Ultimately, we see this as a way to bring a better sense of industry dialog, answer a lot of your questions, end a lot of speculation, and hit you with surprising insights on the current and upcoming industry trends.
The anger that people showed towards Vista and it's horrible bloat should be directed to all major software companies. None of them have achieved anything worthwhile in a very long time.
The anger that people showed towards Vista and it's horrible bloat should be directed to all major software companies. None of them have achieved anything worthwhile in a very long time.
Since the start of that idea, believed that IGP on the processor die could serve to offload math operations and complex transformations from CPU to IGP, freeing CPU cycles for doing what is intended to do.
Many years ago Apple made somewhat similar to this with their Quadra models that sported a dedicated DSP to offload some tasks from the processor to the DSP.

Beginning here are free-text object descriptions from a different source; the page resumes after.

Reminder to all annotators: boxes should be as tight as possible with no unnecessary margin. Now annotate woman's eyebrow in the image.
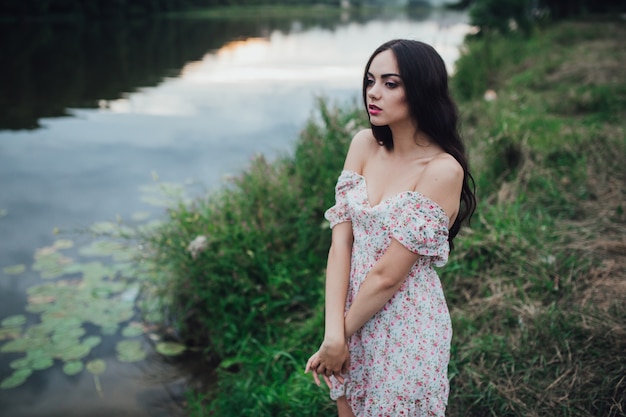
[367,71,401,79]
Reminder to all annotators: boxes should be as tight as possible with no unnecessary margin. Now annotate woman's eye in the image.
[366,79,374,87]
[386,82,398,89]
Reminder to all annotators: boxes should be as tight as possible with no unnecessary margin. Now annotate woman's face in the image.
[365,49,411,128]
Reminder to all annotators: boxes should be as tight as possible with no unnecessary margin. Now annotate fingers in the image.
[315,364,328,375]
[312,370,321,386]
[305,348,350,387]
[305,353,320,374]
[304,356,314,373]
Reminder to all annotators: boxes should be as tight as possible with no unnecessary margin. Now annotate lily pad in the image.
[79,240,124,258]
[115,340,147,363]
[89,222,134,237]
[77,240,137,263]
[1,338,32,353]
[40,315,82,331]
[24,325,51,339]
[1,315,27,328]
[52,326,86,342]
[107,304,135,323]
[50,337,80,355]
[79,262,114,282]
[53,239,74,250]
[34,246,57,257]
[32,252,74,279]
[9,357,31,369]
[155,342,186,356]
[121,323,144,338]
[82,336,102,349]
[28,294,56,305]
[63,361,84,376]
[27,283,56,297]
[3,264,26,275]
[25,304,49,314]
[86,359,106,375]
[26,349,49,360]
[31,356,54,371]
[59,344,91,361]
[1,369,32,389]
[0,327,21,341]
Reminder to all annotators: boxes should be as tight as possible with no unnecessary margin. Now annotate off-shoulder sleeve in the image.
[390,195,450,266]
[324,171,358,228]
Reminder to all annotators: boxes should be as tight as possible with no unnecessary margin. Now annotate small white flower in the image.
[483,89,498,102]
[187,235,208,259]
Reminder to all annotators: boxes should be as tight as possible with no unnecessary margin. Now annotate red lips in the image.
[368,104,381,115]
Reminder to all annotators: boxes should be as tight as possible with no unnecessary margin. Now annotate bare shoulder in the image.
[416,153,464,221]
[350,129,378,154]
[421,153,464,185]
[343,129,379,173]
[425,152,463,179]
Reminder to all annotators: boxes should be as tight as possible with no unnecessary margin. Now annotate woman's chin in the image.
[369,119,386,127]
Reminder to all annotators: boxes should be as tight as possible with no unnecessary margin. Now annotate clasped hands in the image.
[304,339,350,388]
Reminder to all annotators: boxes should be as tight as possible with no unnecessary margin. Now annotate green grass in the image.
[445,18,626,416]
[141,19,626,417]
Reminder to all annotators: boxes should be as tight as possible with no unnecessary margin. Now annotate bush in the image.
[143,98,366,359]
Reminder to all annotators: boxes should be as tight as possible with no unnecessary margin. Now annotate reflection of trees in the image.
[0,16,343,130]
[0,6,439,131]
[0,0,342,19]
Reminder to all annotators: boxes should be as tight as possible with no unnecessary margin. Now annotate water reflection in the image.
[0,6,471,417]
[0,8,471,130]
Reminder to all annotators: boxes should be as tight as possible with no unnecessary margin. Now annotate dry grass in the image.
[445,18,626,417]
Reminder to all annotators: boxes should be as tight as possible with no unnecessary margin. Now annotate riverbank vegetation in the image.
[140,15,625,417]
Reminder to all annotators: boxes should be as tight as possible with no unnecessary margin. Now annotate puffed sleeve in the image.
[390,194,450,266]
[324,171,357,228]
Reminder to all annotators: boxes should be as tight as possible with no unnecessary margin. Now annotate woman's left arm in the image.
[344,239,419,337]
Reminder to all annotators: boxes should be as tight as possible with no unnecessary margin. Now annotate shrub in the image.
[143,98,366,359]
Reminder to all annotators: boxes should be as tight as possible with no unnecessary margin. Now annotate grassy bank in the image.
[446,18,626,416]
[142,18,626,417]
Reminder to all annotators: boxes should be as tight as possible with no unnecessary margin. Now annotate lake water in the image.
[0,5,471,416]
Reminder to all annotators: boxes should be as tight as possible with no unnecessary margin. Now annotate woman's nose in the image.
[368,83,380,99]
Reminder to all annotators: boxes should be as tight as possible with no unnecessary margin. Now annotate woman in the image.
[304,39,476,416]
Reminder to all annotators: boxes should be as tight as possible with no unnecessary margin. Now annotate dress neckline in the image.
[341,170,449,221]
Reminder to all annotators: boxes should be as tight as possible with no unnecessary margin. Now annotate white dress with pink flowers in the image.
[325,170,452,417]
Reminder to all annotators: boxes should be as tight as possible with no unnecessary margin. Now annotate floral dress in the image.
[325,170,452,417]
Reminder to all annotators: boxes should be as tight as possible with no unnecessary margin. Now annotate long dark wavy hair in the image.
[362,39,476,249]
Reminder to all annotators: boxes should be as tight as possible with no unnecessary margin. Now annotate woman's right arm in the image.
[322,221,353,346]
[305,130,372,384]
[321,129,372,348]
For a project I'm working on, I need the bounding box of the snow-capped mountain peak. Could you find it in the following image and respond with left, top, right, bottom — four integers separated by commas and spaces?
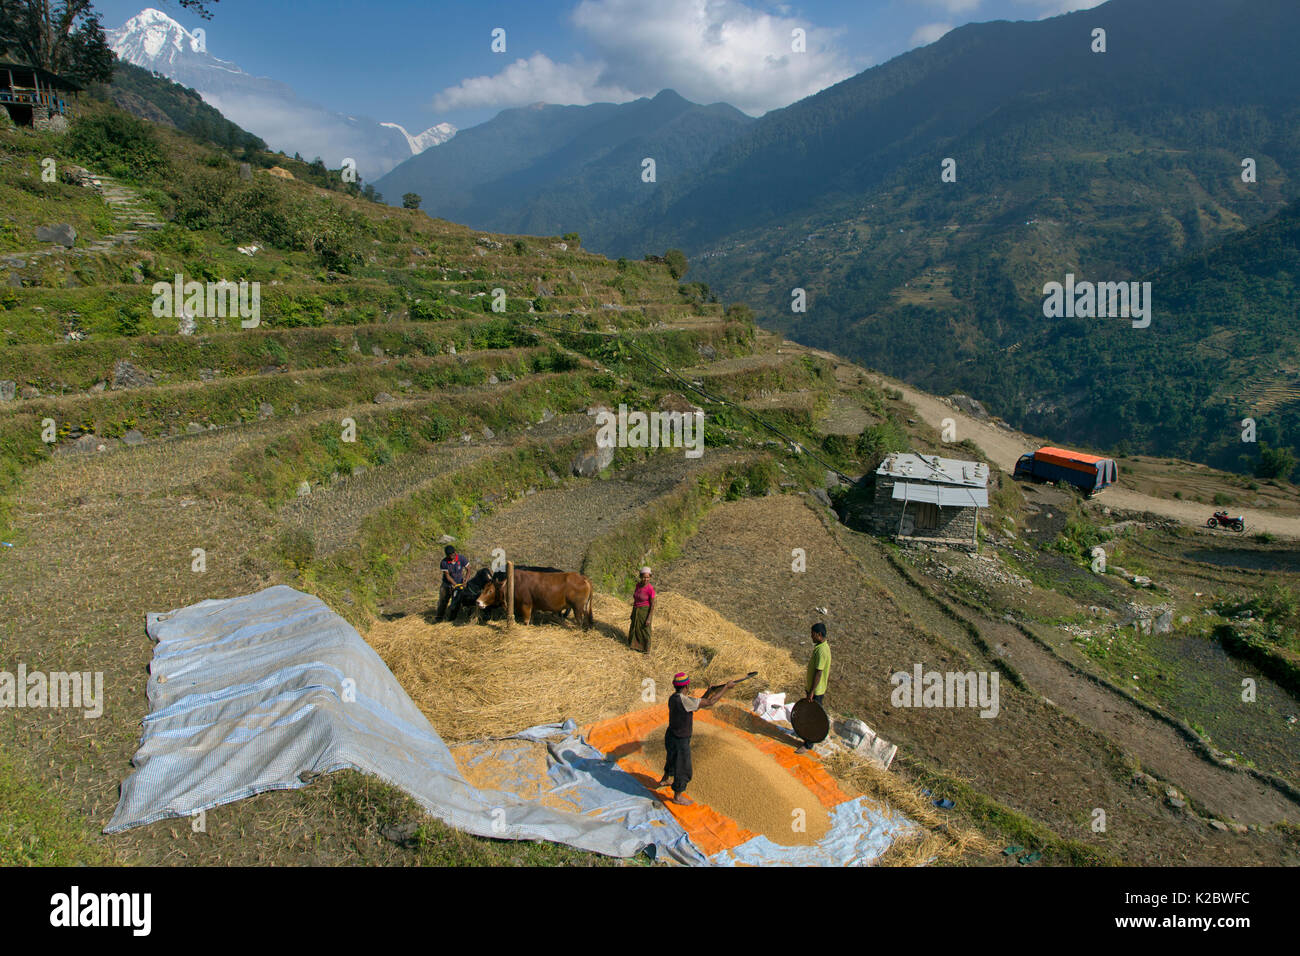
109, 8, 220, 70
380, 122, 457, 155
108, 7, 454, 176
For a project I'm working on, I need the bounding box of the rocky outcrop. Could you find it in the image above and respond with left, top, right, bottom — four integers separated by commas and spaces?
35, 224, 76, 248
111, 359, 155, 390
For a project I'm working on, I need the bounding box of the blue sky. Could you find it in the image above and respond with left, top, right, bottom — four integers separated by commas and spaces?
95, 0, 1107, 132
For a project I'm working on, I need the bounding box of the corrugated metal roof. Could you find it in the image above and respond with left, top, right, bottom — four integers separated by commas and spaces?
892, 482, 988, 508
876, 453, 989, 487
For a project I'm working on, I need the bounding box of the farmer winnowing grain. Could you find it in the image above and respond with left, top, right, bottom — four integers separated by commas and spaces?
655, 672, 733, 806
795, 622, 831, 754
628, 566, 655, 653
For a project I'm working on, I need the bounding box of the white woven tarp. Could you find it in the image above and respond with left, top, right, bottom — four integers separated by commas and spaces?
107, 585, 914, 865
105, 586, 698, 861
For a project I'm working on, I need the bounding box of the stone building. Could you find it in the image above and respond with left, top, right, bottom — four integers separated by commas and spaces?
0, 64, 81, 133
870, 452, 989, 549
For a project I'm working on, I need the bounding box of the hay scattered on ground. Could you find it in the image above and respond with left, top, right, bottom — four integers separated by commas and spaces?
640, 722, 830, 846
365, 591, 802, 742
824, 751, 996, 866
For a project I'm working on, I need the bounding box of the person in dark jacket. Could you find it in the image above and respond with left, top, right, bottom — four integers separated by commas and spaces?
435, 544, 469, 622
654, 672, 734, 806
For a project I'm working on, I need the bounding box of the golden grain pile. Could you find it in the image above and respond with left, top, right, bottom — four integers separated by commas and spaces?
641, 721, 830, 846
365, 591, 802, 742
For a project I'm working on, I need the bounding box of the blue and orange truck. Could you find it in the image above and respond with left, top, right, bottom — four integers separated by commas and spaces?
1013, 446, 1118, 495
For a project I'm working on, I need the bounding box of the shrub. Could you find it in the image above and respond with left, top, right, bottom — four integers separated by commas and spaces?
664, 248, 689, 280
855, 419, 909, 466
724, 303, 755, 324
67, 113, 167, 182
532, 348, 581, 373
418, 413, 452, 443
1255, 443, 1296, 481
276, 528, 316, 570
821, 433, 853, 459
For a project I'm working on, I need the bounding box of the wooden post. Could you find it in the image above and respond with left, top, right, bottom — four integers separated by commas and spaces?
505, 561, 514, 630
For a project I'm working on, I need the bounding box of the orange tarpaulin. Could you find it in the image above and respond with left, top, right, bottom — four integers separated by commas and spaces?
1034, 446, 1109, 473
584, 703, 852, 858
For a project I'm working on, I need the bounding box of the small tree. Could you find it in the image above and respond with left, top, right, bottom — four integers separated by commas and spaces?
664, 248, 689, 280
1255, 443, 1297, 481
725, 303, 755, 323
402, 192, 422, 210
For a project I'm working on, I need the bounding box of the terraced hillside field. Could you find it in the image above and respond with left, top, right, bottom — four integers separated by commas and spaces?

My personal view on all this hype is that we're going to a different computing model, from a point that all the work was directed to the CPU and making some small steps making that specialized processors around the CPU do part of the work of the CPU (think on the first fixed instruction graphics accelerators, sound cards that off-load CPU, Physx and others).
From a standalone CPU -> SMP ->A-SMP (Asymetric SMP).
But great read.
I agree with Snort and silky salamandr, we are held back by developments on the software side. Maybe because developers need to take backwards compatibility into consideration. Just take games for example: developers would like to keep the minimum and even recommended specs down so that they can get more customers to buy. So we see games made tough for the top-end hardware but, thru tweaks and reduced detail, can be played on a 6-year old Pentium 4 with a 128mb AGP card.

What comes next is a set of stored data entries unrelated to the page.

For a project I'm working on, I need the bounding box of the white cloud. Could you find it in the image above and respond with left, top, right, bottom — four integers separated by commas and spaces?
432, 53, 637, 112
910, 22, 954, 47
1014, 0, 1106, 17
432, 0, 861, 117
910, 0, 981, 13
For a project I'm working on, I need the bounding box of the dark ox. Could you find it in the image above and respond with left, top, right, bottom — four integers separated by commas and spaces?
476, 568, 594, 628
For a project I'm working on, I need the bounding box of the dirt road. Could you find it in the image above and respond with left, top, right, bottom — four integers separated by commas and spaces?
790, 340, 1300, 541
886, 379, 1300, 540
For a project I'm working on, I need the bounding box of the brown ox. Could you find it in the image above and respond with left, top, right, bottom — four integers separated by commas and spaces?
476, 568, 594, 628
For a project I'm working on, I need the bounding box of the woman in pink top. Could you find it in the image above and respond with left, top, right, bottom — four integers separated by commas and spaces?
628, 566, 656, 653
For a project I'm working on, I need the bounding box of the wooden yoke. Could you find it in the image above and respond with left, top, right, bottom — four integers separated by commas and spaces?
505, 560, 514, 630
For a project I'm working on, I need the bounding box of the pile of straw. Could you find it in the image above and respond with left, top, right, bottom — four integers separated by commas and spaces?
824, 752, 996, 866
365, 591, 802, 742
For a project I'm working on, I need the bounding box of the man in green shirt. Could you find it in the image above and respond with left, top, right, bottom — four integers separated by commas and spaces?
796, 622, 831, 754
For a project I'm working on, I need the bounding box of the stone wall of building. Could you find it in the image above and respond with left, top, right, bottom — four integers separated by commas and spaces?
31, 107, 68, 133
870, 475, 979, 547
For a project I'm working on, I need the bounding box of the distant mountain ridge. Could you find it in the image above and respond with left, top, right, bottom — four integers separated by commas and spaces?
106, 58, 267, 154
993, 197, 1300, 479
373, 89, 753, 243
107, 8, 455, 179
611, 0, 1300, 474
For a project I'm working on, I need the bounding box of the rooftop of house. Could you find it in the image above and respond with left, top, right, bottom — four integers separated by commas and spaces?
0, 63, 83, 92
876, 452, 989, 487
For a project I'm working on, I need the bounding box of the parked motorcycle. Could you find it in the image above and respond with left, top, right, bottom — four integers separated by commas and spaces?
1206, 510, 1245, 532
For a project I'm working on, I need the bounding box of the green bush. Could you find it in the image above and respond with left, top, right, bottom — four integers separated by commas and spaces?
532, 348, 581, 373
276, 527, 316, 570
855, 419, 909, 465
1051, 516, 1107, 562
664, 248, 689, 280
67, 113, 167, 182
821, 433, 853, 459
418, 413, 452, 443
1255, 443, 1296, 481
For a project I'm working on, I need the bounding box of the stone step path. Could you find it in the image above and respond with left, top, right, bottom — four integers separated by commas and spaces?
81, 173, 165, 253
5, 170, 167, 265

From a business consumer standpoint, and the fact that I work for a company that still uses tens of thousands of Pentium 4s for productivity related purposes, I figure that adoption of the GPU/CPU in the business space will not happen for another 5-7 years AFTER they launch. There is simply no need for an i3 if a Core2 derivative Pentium Dual Core or Athlon X2 could still do spreadsheet, word processing, email, research, etc. Pricing will definitely play into the timelines as the technology ages (or matures) but both companies will have to get money to pay for all that R&D from somewhere, right?
I meant nvidia and ati dedicated low end GPUs
1 - Tom's start a pool on wich questions do we want to ask?
2 - I kinda hoped to hear something about what's next. We know about NDA's, but it would be nice to hear if AMD have intention to adopt new features like a proprietary 3D solution or what both AMD and Nvidia think about how a next generation VGA should do (or wich architecture should it have) to be successfull on todays perspective.
Basically, they need something that blows the 5770 out of the water and costs the same or less... because AMD will lower the 5770 prices when that happens, so it can't perform on par.
oh, and the 100% pie chart for question 1 is too funny.